How can a place, a dot on the map, create such conflict within me? 


  1. You expressed my siren song to Pocatalico WV and my coal miner heritage my grandmother tried for generations to distance us from very elegantly.

    Yes, the circumstances were very different, but the lifestyles were more alike than you may want to admit. And no, I don't equate slavery with indentured servitude by any means, but poor and with little hope resonates through eternity and my point is I am in agreement that I feel the passion that drives me to tears for no reason whatsoever other than when I am there, in the physical environment of my ancestors. Your writing is truly beautiful.

  2. I love that you can hear your own connection to West Virginia in my conflicted love for Greenwood.
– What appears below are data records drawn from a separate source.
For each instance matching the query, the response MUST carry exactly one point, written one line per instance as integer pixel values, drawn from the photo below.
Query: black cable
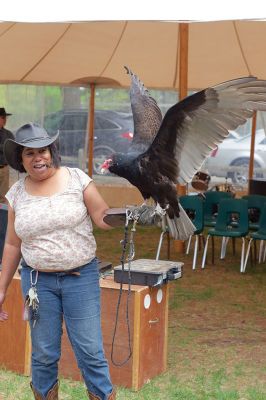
(124, 248)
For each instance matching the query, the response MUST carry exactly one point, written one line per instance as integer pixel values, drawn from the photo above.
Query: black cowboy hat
(3, 112)
(30, 135)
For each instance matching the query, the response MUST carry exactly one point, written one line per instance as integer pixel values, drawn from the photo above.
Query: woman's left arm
(96, 205)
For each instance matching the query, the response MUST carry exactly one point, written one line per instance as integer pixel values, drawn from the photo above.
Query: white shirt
(56, 231)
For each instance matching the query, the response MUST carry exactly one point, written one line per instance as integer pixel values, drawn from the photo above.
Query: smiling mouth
(40, 166)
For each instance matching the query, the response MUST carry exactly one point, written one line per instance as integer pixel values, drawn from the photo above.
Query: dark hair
(56, 159)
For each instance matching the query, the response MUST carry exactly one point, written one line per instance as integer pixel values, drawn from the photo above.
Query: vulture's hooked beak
(105, 166)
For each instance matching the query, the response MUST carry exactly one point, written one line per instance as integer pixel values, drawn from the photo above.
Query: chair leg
(160, 245)
(264, 254)
(247, 254)
(188, 244)
(195, 251)
(223, 247)
(205, 252)
(260, 251)
(212, 250)
(242, 262)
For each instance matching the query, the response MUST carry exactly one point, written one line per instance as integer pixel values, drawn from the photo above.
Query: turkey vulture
(171, 149)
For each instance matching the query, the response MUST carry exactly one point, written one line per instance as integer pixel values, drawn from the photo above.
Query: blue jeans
(76, 298)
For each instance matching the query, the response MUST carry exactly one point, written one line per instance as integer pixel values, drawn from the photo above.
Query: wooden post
(252, 149)
(91, 130)
(179, 245)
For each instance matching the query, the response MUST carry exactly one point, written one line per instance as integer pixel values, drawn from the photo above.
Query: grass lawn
(217, 326)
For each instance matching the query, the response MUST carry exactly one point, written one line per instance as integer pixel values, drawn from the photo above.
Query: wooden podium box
(148, 320)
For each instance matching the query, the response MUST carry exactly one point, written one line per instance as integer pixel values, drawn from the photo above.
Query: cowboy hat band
(3, 112)
(30, 135)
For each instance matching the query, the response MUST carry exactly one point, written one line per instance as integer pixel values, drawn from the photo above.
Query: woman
(49, 225)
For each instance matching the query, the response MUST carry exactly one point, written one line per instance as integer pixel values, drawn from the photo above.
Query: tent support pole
(179, 245)
(252, 149)
(91, 129)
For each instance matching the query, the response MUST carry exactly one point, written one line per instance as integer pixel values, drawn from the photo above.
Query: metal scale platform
(148, 272)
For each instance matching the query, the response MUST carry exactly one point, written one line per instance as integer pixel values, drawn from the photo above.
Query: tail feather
(180, 228)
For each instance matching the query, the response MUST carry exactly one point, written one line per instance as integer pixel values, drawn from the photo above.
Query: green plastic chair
(232, 222)
(255, 206)
(211, 205)
(193, 205)
(260, 234)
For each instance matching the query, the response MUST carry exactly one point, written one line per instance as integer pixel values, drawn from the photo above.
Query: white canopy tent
(166, 55)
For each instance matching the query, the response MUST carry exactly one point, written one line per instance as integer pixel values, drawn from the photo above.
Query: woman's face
(37, 162)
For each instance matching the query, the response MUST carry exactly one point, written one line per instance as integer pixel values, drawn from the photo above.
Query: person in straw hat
(4, 170)
(50, 224)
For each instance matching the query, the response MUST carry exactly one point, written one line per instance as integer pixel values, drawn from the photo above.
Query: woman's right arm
(10, 260)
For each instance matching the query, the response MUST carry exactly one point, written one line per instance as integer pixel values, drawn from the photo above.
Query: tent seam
(47, 52)
(115, 48)
(241, 47)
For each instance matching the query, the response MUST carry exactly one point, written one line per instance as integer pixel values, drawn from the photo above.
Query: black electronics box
(147, 272)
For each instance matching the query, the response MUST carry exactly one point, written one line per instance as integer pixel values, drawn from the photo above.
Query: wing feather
(147, 115)
(197, 124)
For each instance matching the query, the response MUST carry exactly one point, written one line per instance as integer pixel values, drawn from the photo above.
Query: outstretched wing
(147, 115)
(192, 128)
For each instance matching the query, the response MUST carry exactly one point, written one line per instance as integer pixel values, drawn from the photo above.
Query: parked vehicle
(231, 158)
(113, 131)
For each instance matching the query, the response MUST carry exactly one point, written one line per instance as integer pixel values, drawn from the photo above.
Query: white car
(231, 158)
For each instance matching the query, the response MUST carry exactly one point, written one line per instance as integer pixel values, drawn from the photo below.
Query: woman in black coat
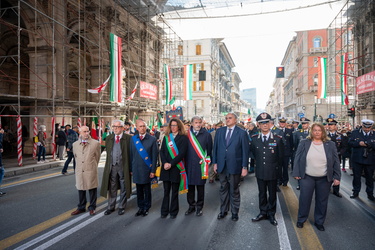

I completely agree with you, "poor and with little hope resonates through eternity."

    Oftentimes our parents remove us from our heritage to save us from it, but our souls can often long for something beyond the history of one generation. Thank you for your comment.

  3. I believe I understand to an extent your confliction of emotions about Greenwood. I live nearby and have seen what you report. Both great love and community and schizophrenic like prejudice. I have to admit though I am white that my heart sinks when I hear the "N" word. My Dad never allowed us to say the word. He was loved by blacks and whites and though it "was not done" in his generation, he shook the hand of white and black men. I am thankful that I don't have to throw off as many of the shackles of prejudice because of my parents teaching. Prejudice does indeed shackle the person who is prejudice, the way it seeks to shackle the one the prejudice is against. Things are changing here in the South as I am sure you have seen, but in towns where there was a history of slavery, meaning towns that grew up around "the cotton fields" and thus a need of slaves to make lots of money, it has hung on longer, because you have to hate those you have used and abused to justify your past treatment or the past treatment by your ancestors. There is prejudice everywhere there are people and unfortunately there is prejudice toward some people just because they are white as well. I have experienced it. My ancestors were not slave owners, as my ancestors were mostly blue collar workers or in some trade that did not require any cheap labor. However there are relatives and friends who still hold on to their prejudices. We speak up in those situations about all men being the same in God's sight. I want our state to move forward and both sides to let go as much as they are able of hatred and resentment. I have found in my own life that people who mistreated me in my life and I have experienced prejudice as well, I will not go into why here, but I find that if I keep hating them, I lock my own self up and am still letting those who abused me, control me. I think the truth should be told, to educate this generation but not to keep the hatred going which ever "side" it comes from. God bless you.